I believe so… relu inside the for loop… the sigmoid activation seems to have worked prior to the for loop
thanks,
rick
TMosh
April 17, 2024, 8:49pm
6
If you’re inside the for-loop, then you shouldn’t be hard-coding the variable “dAL” for the gradients you pass to linear_activation_backward().
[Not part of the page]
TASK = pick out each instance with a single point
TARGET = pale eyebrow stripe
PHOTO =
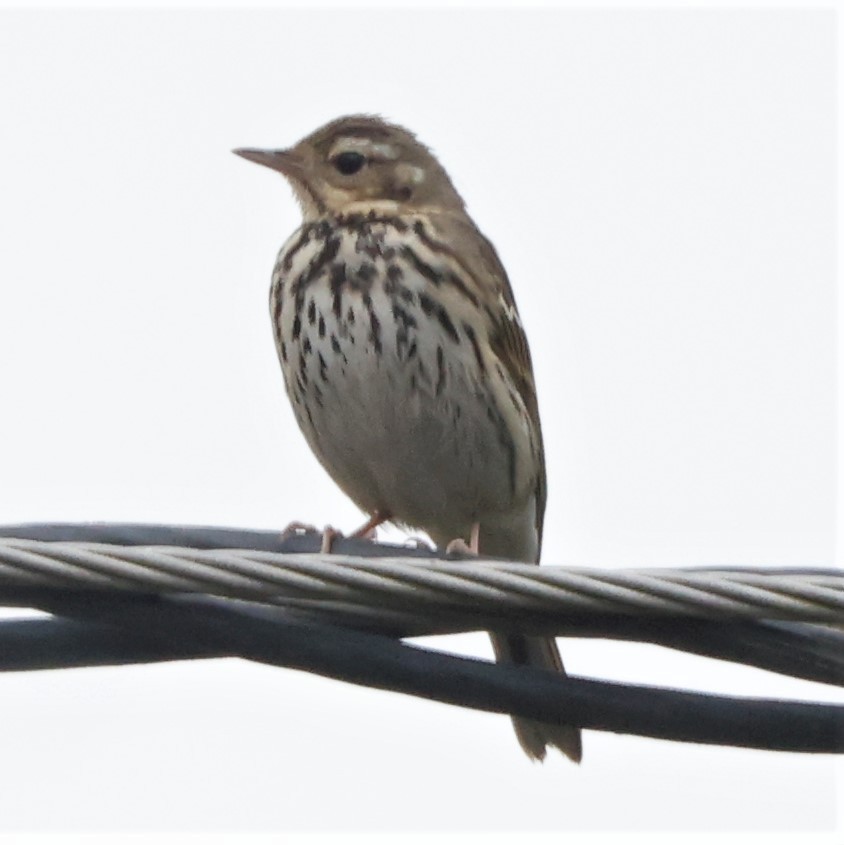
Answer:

this is the call I’m using… inside the loop… the activation is hard coded to relu
{mentor edit: code removed}
TMosh
April 17, 2024, 9:02pm
8
The gradients you’re using are the problem.
TMosh
April 17, 2024, 9:02pm
9
Every layer in that for-loop has different gradients. So you can’t use dAL.
Hint:
But you can use “dA” and then append another letter that is based on the loop counter.
Exactly. Remember that back propagation is the mirror image of forward propagation. In forward prop, at every layer the input is A^{[l-1]} and the output is A^{[l]} , right? So you have to mirror that on back prop.